Games let us replay history and simulate what-ifs and what-might-have-beens.
Computer games also build worlds, in ever more immersive ways. They are simulations of their time. The seminal video game Space Invaders was released by Taito in 1978. A genre-defining shoot ’em up, it introduced the concepts of multiple lives for the player and high scores.
The creator of Space Invaders was Tomohiro Nishikado. This guy was driven: for over a year he designed and built every part of the game himself. He built his own hardware and composed the sound effects, programmed the game and designed the artwork.
Space Invaders was released around the time of Star Wars, not long after the race to the moon. People believe the game is about defending Earth from waves of invading alien creatures from another planet. It’s not. The game is about an earlier time.
Tomohiro Nishikado was born in the city of Osaka, Japan in March 1944.
Destructio ab Alto
Seventy years ago today, just before midnight on 13th March 1945, forty three B-29 super-fortress bombers from the US 314th Bombardment Wing (Very Heavy) arrived in formation in the night sky over Osaka. Tomohiro was just coming up to his first birthday. The US air force had control of the skies so the bombers could fly at the low level of 2,000 metres. The planes dropped hundreds of one ton bombs onto the houses below. Napalm and incendiary cluster bombs were dropped to spread fire over a wide area.

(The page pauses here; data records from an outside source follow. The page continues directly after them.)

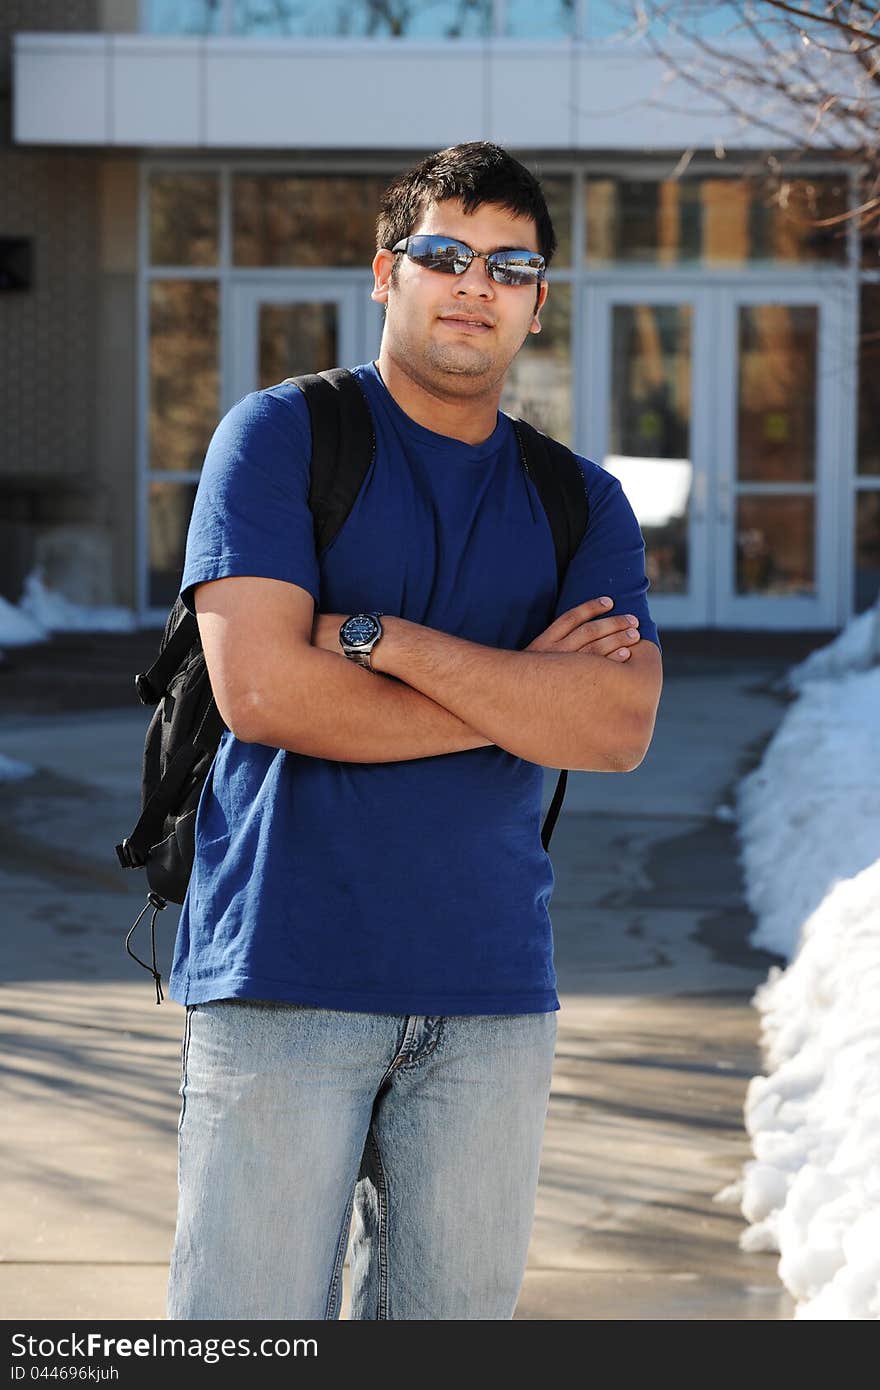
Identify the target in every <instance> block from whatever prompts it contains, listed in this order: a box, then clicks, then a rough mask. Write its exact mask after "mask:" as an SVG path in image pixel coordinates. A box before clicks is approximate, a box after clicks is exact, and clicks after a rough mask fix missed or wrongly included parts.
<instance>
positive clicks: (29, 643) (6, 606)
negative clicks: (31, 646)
mask: <svg viewBox="0 0 880 1390" xmlns="http://www.w3.org/2000/svg"><path fill="white" fill-rule="evenodd" d="M44 641H46V630H44V628H43V627H40V624H39V623H35V621H33V619H32V617H28V614H26V613H22V610H21V609H17V607H14V605H13V603H8V602H7V599H4V598H0V648H3V646H28V645H29V644H31V642H44Z"/></svg>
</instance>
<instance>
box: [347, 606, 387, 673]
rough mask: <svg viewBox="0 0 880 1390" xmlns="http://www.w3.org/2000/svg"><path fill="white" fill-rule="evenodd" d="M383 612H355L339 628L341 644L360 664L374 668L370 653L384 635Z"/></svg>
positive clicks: (359, 664) (350, 656) (367, 669)
mask: <svg viewBox="0 0 880 1390" xmlns="http://www.w3.org/2000/svg"><path fill="white" fill-rule="evenodd" d="M381 617H382V614H381V613H353V614H352V617H346V620H345V623H343V624H342V627H341V628H339V645H341V646H342V651H343V652H345V655H346V656H350V657H352V660H353V662H357V664H359V666H363V667H366V670H368V671H371V670H373V662H371V660H370V653H371V651H373V648H374V646H375V644H377V642H378V639H380V637H381V635H382V624H381V623H380V619H381Z"/></svg>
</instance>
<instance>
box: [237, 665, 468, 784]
mask: <svg viewBox="0 0 880 1390" xmlns="http://www.w3.org/2000/svg"><path fill="white" fill-rule="evenodd" d="M239 737H241V735H239ZM246 741H247V742H259V744H267V745H268V746H270V748H285V749H288V751H291V752H296V753H307V755H309V756H310V758H328V759H332V760H334V762H343V763H346V762H348V763H391V762H407V760H409V759H413V758H434V756H437V755H439V753H457V752H464V751H466V749H471V748H488V746H491V742H492V741H491V739H489V738H485V737H484V735H482V734H478V733H475V731H474V730H473V728H471V727H470V726H468V724H466V723H464V721H463V720H462V719H459V717H457V716H456V714H452V713H450V712H449V710H448V709H445V708H443V706H442V705H438V703H437V702H435V701H434V699H431V698H430V696H427V695H423V694H421V692H420V691H416V689H412V688H410V687H409V685H407V684H405V682H402V681H399V680H392V678H389V677H386V676H381V674H377V673H374V671H367V670H364V669H363V667H361V666H357V664H356V663H355V662H352V660H349V659H348V657H346V656H343V655H342V652H338V653H336V652H327V651H320V649H318V648H316V646H311V648H309V651H307V652H299V653H296V656H295V657H292V656H289V655H288V656H282V657H281V659H279V662H278V664H277V667H275V669H274V670H272V673H271V678H270V680H268V681H264V682H263V688H261V692H260V703H259V709H254V710H253V714H252V716H250V717H249V719H247V728H246Z"/></svg>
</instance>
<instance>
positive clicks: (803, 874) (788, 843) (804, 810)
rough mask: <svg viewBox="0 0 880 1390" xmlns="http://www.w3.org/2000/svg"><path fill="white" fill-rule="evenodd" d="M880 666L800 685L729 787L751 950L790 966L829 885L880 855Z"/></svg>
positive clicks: (851, 872)
mask: <svg viewBox="0 0 880 1390" xmlns="http://www.w3.org/2000/svg"><path fill="white" fill-rule="evenodd" d="M879 713H880V666H877V667H874V669H873V670H870V671H851V673H849V674H848V676H840V677H836V678H833V680H815V681H809V682H806V684H805V685H804V688H802V692H801V696H799V699H797V701H795V703H794V705H791V708H790V709H788V712H787V713H785V717H784V720H783V723H781V724H780V727H779V728H777V731H776V734H774V735H773V738H772V739H770V742H769V745H767V748H766V751H765V755H763V760H762V763H760V766H759V767H756V769H755V771H752V773H749V774H748V777H745V778H744V780H742V781H741V783H740V787H738V794H737V813H738V820H740V847H741V860H742V866H744V869H745V894H747V898H748V905H749V908H751V909H752V912H753V913H755V916H756V917H758V927H756V929H755V931H753V933H752V937H751V941H752V945H756V947H765V948H766V949H767V951H774V952H776V954H777V955H781V956H785V958H787V959H791V958H792V955H794V954H795V951H797V948H798V941H799V938H801V930H802V927H804V923H805V922H806V919H808V916H809V915H810V912H813V910H815V909H816V908H817V906H819V905H820V902H822V901H823V898H824V897H826V894H827V892H830V890H831V888H833V887H834V883H836V881H837V880H838V878H851V877H852V876H854V874H856V873H859V872H861V870H862V869H866V867H867V865H870V863H873V862H874V860H876V859H877V856H880V737H879V727H877V726H879Z"/></svg>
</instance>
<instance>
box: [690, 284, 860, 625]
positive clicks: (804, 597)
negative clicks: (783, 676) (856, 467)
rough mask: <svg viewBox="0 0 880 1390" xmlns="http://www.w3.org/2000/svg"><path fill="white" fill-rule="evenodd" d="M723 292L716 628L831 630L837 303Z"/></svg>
mask: <svg viewBox="0 0 880 1390" xmlns="http://www.w3.org/2000/svg"><path fill="white" fill-rule="evenodd" d="M716 293H717V306H716V307H717V324H719V332H717V342H719V345H720V350H719V354H717V356H719V360H717V363H716V370H717V374H719V392H717V400H719V409H717V435H716V445H715V453H716V459H717V470H716V473H717V480H716V500H715V525H713V534H715V546H713V550H715V566H713V589H715V594H713V607H715V612H716V614H717V620H716V621H717V624H719V626H720V627H747V628H748V627H756V628H758V627H760V628H777V627H779V628H822V627H833V626H834V620H836V606H834V592H836V585H834V574H836V553H834V538H836V531H837V530H838V528H836V524H834V509H836V493H837V489H836V488H834V475H833V460H834V459H836V456H837V455H838V453H840V450H838V449H836V439H837V438H838V428H837V423H836V420H834V418H833V414H834V407H836V400H837V399H838V398H840V395H841V391H840V379H841V378H842V374H844V367H845V357H844V353H842V338H841V324H842V316H841V309H842V306H841V303H840V297H838V296H837V295H836V293H834V291H833V289H824V288H823V291H822V292H820V293H817V292H816V288H815V285H813V286H805V288H797V286H784V288H781V289H777V288H776V286H774V288H773V291H772V292H769V293H767V292H766V291H756V289H755V288H752V289H748V288H742V289H741V288H737V289H720V291H717V292H716Z"/></svg>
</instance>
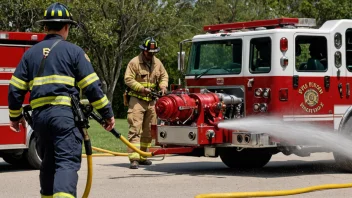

The Osaka civil defence system was no match for the attack. Ground-based anti-aircraft guns had been set up to defend against small groups of planes, not wave after wave filling the night sky. One hundred and seven bombers from the 313th Bombardment Wing (Very Heavy) formed the next waves. One hundred and twenty four bombers from the 73rd Bombardment Wing (Very Heavy) made the final attacks. 1,732 tons of bombs were dropped in three hours, destroying around 8 square miles of the city centre.
Thousands of Osaka residents were killed and many more were injured. Over half a million people were made homeless. Two US aircraft were lost, one on take-off.
There were more heavy raids on the city in June, again with hundreds of B-29s, and then another on 14th August, 5 days after Nagasaki. A total of 10,270 tons of bombs (92% of them fire-starting) were dropped on Osaka.
Tomohiro’s city was destroyed from above. He named his unwinnable, city-defending simulation “Space Invaders”, in English, not Japanese. The high scores and multiple lives reflect the methods of counting the human cost of the bombings. The B-29s were the aliens who invaded his space. Americans were the Space Invaders.